The consequences, in many cases, are projects which result in much higher purchase prices for the customer; delivery delays through having to deal with unfamiliar component suppliers; redesign of standard products with new, supporting and sometimes inaccurate documentation; probably lower ma-chine reliability; and lower, if any, profit margins. Sometimes we are convinced that large customers do not want to purchase our machines but instead want a supplier to build their machines.
Is this article a complaint? I hope it is perceived more along the lines of presenting facts with the hope that changes for the better will be forthcoming, thereby avoiding the inevitable dissatisfaction on both sides.

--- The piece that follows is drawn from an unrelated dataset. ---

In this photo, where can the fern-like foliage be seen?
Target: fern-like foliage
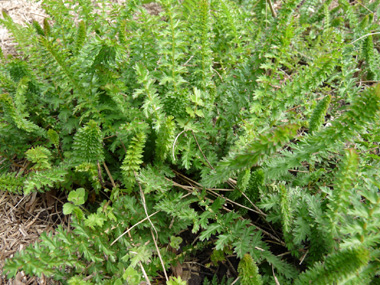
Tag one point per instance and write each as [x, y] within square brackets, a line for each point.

Having made the aforementioned observations, it must be stated that there are large companies who do purchase our standard product. The reliability afforded them in this endeavor even encourages them to purchase the machines without any warranty, thereby lowering the purchase price. The companies with this vision employ our service at pre-negotiated rates with commitments to provide service and maintain the equipment at regular intervals. These companies also report back data regarding reliability and maintainability which is meaningful to us because it is what we manufacture and assemble on a daily basis. The advantages are constant product improvements which can be passed on to all customers, not to just a few.

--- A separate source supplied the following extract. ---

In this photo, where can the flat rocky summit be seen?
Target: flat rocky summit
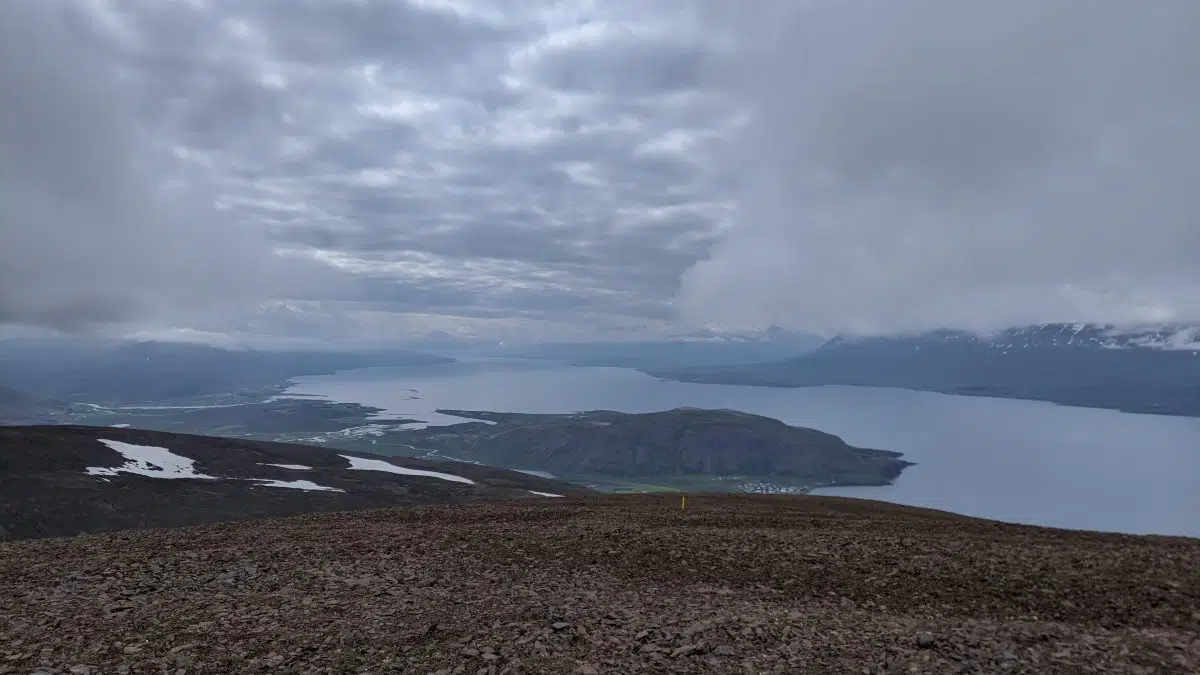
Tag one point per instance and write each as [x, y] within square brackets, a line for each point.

Will the expansion and ever-increasing complication of these specifications ever cease? Probably not in the short term. There is, however, a glimmer of hope which is surfacing because of the unfortunate economic plight of some of these large companies. The desire to purchase capital goods at reduced prices and maintain a healthy supplier base is causing large companies to look again at the way they do business. Does hope spring eternal? As suppliers, we like to think so, because it is our desire to offer products in the full be- lief that they are the best that we can produce, with documentation which supports that fact.